Welcome back! In this post, we complete connecting the .NET Core Model View Controller (MVC) Web Application with the .NET Core Application Programmable Interface (API).
This took me a little longer than I had anticipated, so I broke it into a couple of GIT commits:
- Basic post to controller working for details – Git Code 1
- Post functionality done – Git Code 2
- Edit delete buttons added with partial functionality – Git Code 3
- Web Application fully hooked up to API – Git Code 4
To pick up where we left off, we were able to launch the application and see the pre-existing location. We could also click on the link and go to the details page. I had left the details link on the summary page and should have removed it because the location details controller method is no expecting an id.
So, this post’s activities are:
- I hooked up the location model to the details view (i.e. Details.cshtml). Please notice that I was adding a read-only attribute since the details page was static. This has changed. To allow the view to handle the edit and create functionality, I removed the read-only attribute and added an if/else statement. If the user is creating or updating a location, text boxes are used. If not, labels are. The if statement evaluates the ‘isEdit’ and ‘isNew’ properties on the model to make this decision.
- I put an ‘New’ button on the summary page so we can add locations.
- Clicking on ‘New’ opens the detail view and allows a user to enter new values.
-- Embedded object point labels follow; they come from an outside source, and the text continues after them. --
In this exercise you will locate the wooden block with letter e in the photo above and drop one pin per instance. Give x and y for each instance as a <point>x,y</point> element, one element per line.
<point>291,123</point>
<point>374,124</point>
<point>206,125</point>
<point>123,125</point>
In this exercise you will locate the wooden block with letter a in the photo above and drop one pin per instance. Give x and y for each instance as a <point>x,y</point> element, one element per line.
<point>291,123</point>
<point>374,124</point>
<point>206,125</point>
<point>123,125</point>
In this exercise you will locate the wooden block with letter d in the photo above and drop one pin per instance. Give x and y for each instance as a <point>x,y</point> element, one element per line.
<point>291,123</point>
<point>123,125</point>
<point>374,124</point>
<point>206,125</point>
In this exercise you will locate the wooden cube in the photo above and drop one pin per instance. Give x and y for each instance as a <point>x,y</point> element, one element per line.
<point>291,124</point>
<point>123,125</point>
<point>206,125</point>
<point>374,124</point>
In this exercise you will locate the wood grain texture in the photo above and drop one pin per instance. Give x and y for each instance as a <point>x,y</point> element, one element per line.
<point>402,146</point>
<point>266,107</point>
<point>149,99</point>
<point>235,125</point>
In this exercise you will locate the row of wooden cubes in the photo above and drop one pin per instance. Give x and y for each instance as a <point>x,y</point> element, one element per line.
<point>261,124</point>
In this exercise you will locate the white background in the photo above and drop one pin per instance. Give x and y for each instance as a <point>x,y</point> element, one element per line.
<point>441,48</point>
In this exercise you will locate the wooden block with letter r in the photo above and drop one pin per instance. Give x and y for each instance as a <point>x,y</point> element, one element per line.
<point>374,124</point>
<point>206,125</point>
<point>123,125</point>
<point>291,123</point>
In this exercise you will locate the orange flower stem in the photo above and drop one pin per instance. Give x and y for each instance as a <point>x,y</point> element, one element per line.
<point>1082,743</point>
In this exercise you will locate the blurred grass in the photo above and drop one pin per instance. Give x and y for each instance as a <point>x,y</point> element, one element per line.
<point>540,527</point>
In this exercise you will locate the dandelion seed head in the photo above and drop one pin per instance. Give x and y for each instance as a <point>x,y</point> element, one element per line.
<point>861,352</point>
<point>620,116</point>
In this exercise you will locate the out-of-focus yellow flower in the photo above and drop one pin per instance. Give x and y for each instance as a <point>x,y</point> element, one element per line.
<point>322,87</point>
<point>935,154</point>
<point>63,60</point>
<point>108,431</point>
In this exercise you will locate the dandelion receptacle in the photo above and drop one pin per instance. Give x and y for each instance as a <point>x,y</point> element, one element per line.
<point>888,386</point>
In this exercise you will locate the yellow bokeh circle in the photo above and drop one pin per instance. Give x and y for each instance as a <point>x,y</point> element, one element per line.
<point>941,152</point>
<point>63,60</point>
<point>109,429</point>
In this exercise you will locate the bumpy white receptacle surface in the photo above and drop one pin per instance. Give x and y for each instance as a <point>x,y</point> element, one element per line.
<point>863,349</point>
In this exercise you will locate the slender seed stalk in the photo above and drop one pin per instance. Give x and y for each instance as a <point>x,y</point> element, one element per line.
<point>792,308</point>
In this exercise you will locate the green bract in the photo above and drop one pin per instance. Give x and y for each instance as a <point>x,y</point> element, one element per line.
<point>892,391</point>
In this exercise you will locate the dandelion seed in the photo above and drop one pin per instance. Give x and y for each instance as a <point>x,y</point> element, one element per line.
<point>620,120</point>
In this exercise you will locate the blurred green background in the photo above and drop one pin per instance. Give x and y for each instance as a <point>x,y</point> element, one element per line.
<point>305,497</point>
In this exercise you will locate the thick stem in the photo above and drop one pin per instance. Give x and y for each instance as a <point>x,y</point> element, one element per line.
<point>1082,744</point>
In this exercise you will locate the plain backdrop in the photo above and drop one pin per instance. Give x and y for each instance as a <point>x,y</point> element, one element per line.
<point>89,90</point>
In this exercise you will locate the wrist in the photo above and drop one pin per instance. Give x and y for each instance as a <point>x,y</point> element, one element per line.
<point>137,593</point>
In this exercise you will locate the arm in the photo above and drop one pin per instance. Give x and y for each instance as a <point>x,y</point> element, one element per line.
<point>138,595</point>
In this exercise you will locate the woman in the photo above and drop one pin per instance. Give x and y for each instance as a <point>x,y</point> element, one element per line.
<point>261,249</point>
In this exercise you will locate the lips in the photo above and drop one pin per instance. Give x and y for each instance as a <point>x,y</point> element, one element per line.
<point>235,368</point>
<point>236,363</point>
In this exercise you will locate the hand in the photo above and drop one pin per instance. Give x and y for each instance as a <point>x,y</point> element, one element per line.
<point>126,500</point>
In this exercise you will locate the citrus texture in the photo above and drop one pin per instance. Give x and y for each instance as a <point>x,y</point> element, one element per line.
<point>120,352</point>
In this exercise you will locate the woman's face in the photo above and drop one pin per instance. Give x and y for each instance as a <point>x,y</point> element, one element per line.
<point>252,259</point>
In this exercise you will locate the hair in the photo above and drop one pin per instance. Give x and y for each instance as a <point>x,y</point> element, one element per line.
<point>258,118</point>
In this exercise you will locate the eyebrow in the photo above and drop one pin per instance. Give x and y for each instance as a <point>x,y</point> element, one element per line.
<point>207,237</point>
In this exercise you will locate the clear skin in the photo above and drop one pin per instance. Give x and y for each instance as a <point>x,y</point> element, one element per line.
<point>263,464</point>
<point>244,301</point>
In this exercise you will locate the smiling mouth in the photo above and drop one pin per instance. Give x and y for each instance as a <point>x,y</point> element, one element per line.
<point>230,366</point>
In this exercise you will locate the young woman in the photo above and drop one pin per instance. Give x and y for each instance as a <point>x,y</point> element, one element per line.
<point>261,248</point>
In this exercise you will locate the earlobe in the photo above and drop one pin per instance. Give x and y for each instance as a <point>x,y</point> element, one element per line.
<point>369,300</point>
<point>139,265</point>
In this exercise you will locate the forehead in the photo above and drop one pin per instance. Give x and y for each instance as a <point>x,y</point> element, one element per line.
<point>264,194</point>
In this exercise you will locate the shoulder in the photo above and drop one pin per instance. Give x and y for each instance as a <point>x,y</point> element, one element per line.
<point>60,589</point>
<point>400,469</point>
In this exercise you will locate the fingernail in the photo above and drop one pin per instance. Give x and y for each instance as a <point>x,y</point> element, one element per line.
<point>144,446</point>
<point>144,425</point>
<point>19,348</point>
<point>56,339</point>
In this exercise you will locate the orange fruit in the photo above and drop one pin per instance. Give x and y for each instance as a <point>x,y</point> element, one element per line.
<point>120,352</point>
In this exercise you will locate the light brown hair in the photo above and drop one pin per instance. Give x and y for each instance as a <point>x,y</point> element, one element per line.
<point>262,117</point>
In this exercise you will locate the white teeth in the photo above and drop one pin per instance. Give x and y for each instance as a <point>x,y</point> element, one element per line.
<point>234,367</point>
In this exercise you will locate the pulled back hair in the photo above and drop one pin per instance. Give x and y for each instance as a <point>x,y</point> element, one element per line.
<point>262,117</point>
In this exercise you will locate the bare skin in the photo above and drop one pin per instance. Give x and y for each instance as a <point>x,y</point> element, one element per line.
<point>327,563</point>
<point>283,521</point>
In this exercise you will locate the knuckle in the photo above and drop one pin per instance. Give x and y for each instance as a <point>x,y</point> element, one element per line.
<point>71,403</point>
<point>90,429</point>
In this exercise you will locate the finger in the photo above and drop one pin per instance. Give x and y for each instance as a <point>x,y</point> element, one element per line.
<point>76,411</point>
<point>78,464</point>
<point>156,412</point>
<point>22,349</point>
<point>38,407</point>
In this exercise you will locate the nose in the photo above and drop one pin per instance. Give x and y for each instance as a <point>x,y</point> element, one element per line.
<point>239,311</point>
- Clicking ‘Submit’ places the new values in the database
- The new record is displayed on the summary page
- We also had to convert our location model into the data model that the Web API can consume. As I understand it, generally ‘data’ stuff should go in the model. This has not been the case at every job I have had. For example, at one job the model was strictly a data object with properties only. I wanted to do things a little different this time. So, similar to initializing our web models in the constructor with the data model, I am going to add an export function that takes the current web model and creates its data model equivalent. I like to think of systems as castles with moats. The moat is the boundary with outside world. For our application, the LocationHttpClient.cs is the moat and the Web LocationModel.cs is where any ‘conversion’ takes place. With the export method added to the web location model, we serialize our object and submit it.